Gifted

Peter Billingham
White Bear Theatre
(2010)

Production photo

At the centre of this play is a teenage girl called Fran. She's intelligent and bound, everyone else expects, for Oxbridge entry. She is alienated from her father and what appear to be his values and, though she seems to have buddies, is she really a loner, caught up in the wonder of words?

With a mother dependent on anti-depressants and a father working for some kind of weapons company and strongly supporting the government going to war, it is easy to see why a sensitive young idealist has relationship problems and her unease is increased when her best female friend declares a lesbian love for her.

There is no obvious motivation for her investing her caring and compassion in an aging Falklands War veteran, homeless and alcoholic, beyond the fact that he is vulnerable and there. Their strange relationship becomes the heart of this drama.

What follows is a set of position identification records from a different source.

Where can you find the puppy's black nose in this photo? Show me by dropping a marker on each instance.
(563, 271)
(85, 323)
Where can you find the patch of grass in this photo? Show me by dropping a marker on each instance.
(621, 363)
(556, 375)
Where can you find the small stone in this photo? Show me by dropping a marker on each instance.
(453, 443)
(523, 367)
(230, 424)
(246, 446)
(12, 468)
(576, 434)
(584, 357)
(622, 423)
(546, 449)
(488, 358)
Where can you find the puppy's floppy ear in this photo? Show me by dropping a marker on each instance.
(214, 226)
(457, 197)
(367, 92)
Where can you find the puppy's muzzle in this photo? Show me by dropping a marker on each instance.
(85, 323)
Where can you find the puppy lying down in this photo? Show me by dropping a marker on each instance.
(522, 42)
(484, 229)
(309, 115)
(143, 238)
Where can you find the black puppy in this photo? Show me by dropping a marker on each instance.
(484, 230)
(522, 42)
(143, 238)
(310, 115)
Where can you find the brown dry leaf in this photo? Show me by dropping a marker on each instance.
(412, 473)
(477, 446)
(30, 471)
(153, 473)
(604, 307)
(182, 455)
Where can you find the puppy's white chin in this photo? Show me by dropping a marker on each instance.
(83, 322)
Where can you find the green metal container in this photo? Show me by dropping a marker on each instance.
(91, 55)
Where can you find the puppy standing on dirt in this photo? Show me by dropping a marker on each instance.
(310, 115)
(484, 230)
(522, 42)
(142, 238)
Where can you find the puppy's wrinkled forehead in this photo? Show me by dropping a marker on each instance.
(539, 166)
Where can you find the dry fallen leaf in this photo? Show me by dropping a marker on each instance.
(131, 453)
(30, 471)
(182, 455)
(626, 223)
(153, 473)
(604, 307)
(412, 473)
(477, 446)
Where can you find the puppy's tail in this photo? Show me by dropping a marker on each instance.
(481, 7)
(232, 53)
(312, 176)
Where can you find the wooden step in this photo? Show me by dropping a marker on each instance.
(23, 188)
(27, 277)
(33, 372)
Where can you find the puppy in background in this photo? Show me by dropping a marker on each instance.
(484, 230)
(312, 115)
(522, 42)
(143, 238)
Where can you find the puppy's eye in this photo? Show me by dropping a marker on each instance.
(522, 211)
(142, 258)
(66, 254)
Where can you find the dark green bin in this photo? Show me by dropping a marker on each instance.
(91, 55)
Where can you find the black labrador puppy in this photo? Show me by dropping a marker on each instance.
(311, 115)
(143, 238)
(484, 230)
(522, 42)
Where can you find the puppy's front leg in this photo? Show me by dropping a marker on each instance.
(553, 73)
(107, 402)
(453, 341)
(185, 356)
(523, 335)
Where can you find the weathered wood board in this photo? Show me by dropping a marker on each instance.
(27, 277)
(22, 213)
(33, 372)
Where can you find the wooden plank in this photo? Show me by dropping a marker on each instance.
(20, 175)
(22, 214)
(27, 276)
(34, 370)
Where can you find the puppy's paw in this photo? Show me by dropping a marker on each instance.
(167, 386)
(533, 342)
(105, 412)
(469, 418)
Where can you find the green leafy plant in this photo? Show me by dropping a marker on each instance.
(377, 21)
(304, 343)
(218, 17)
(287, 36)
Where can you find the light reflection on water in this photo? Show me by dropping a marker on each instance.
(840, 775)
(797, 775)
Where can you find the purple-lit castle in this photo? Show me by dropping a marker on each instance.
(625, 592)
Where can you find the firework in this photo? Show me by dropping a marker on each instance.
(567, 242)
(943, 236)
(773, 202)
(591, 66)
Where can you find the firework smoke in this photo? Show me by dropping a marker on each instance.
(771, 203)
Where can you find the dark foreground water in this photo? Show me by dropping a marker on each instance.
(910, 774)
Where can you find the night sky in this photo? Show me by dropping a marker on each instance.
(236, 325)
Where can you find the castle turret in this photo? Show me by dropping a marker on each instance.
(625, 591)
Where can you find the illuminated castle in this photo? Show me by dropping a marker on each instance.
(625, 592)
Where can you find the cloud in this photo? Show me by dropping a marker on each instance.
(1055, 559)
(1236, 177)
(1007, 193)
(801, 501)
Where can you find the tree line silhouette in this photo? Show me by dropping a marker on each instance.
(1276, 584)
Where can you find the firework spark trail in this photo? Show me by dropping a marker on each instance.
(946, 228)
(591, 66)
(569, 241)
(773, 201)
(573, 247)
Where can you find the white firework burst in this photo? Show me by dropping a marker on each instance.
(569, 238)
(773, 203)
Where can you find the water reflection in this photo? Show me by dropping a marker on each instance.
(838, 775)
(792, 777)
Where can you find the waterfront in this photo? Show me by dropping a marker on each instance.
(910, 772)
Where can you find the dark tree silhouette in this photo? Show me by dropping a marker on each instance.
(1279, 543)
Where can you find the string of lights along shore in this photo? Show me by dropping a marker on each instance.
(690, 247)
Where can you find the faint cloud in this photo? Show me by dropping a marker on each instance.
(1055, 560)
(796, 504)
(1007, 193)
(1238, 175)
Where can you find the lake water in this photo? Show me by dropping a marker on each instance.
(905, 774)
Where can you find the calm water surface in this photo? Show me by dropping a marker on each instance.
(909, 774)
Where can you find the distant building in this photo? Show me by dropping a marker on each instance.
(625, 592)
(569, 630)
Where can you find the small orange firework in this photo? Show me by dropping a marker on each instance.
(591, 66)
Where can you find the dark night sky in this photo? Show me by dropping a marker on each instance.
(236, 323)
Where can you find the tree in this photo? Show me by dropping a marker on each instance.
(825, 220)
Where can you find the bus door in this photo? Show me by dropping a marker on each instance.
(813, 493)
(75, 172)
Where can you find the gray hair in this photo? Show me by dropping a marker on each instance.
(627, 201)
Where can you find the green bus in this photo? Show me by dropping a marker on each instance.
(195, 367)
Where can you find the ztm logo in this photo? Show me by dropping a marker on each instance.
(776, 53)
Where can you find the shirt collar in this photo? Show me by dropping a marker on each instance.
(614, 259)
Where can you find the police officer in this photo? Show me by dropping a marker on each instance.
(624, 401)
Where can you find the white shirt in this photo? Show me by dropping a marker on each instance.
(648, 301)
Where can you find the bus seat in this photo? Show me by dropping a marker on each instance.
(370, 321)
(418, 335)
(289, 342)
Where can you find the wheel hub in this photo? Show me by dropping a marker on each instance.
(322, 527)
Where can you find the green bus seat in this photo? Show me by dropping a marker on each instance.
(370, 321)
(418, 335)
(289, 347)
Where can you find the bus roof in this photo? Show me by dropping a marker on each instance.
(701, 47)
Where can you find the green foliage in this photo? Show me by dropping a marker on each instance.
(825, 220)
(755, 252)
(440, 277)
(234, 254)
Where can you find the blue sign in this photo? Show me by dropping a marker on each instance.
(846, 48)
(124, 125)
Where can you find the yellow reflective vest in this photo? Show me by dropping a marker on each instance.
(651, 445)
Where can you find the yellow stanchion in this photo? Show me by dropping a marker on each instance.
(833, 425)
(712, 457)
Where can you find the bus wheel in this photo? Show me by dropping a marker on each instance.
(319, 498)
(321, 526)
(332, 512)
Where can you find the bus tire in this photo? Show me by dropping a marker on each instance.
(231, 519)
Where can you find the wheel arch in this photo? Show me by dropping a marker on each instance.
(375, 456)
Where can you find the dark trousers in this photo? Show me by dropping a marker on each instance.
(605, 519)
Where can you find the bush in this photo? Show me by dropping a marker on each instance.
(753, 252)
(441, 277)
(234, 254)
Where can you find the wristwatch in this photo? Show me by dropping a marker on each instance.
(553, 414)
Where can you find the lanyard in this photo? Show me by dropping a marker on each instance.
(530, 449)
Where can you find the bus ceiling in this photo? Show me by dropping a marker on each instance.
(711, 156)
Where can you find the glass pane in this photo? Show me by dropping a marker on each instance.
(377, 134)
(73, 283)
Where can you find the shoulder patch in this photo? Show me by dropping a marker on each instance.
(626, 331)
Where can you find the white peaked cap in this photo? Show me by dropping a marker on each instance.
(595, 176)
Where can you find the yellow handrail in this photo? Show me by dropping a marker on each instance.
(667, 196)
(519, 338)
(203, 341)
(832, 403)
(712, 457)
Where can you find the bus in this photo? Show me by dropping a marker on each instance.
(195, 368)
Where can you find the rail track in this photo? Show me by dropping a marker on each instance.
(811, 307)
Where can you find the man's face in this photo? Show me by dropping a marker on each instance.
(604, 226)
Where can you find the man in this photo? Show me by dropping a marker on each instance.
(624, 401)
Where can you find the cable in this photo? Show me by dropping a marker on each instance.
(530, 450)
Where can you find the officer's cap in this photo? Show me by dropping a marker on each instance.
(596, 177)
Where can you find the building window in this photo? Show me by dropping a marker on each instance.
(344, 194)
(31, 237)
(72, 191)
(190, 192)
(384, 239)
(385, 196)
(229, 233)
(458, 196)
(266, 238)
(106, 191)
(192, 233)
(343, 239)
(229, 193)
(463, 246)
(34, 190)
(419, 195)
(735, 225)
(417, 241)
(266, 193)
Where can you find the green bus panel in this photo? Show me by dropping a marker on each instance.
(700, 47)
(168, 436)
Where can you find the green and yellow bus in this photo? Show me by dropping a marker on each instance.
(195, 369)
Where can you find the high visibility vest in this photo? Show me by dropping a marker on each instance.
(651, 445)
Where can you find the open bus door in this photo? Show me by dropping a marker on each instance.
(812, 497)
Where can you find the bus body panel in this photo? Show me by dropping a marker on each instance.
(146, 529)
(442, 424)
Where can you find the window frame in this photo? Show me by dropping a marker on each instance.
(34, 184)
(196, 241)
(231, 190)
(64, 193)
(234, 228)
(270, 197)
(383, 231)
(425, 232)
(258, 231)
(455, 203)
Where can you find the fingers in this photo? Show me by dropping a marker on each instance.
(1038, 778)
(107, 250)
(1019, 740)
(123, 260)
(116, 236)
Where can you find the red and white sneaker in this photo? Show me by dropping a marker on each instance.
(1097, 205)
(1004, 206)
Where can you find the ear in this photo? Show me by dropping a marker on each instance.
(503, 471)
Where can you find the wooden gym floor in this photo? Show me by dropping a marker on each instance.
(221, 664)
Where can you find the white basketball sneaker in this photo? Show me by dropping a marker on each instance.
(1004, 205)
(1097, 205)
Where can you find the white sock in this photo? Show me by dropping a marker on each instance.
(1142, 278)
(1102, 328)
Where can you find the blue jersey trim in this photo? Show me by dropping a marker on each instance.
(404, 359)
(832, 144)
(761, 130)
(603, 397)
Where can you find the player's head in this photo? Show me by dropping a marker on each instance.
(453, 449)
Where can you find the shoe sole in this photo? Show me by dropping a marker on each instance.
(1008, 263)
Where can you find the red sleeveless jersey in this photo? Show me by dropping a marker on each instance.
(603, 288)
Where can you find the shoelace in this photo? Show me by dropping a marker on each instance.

Matthew Ward is magnificent as the hard-drinking hobo, suspicious of the girl, scared what conclusions others would draw but building a bond with her and sharing his fears and his nightmares, haunted not by the surrendering Argies he shot but the spirits of lost comrades, until with her help and whisky he finds his quietus.

Is she an angel of charity or herself in need of psychiatric assistance? It is a question the play obviously asks but it does not argue a case for either, nor does the writing make it easy to entirely believe in the character despite the best efforts of Rebecca Whitbread's performance.

In scenes with her young black friends Chris (David Bonnick Jr.) and Mocha (Sapphire Joy) the dialogue seems entirely natural, at least as these young actors play it - and Joy is just that as a performer, one to look out for if she is always this good - but Whitbread is also given self-consciously worded soliloquies to deliver huddled awkwardly. Perhaps if they were written to be delivered directly to the audience, confiding rather than musing, in the same way that Shakespeare handles these things, they would communicate better instead of jarring. However in the scenes with her parents the language is just as unnatural and seems so deliberately. This may be a conscious device to emphasise the problems in the marriage and the home but to me it seemed theatrically awkward form.

I am all for heightened language in the theatre but you have to be able to think it as you play it, if you want us to believe in real characters not symbols. With homeless Norman his burst of song and purple passes are alcohol fuelled and come from the character. Elsewhere the language sometimes seems imposed rather than being theirs.

There is a fascinating core to this play that makes me hope that Peter Billingham may consider some more work on the script and, though you don't always have to understand precisely what an artist means by his symbols for them to have impact, I could do with some help in interpreting the rifle bullet that he uses as a token passed between his clever girl and her derelict. Although annoyingly not quite there yet for me it nevertheless gained an enthusiastic reception from its audience who may prove more perspicacious than I am.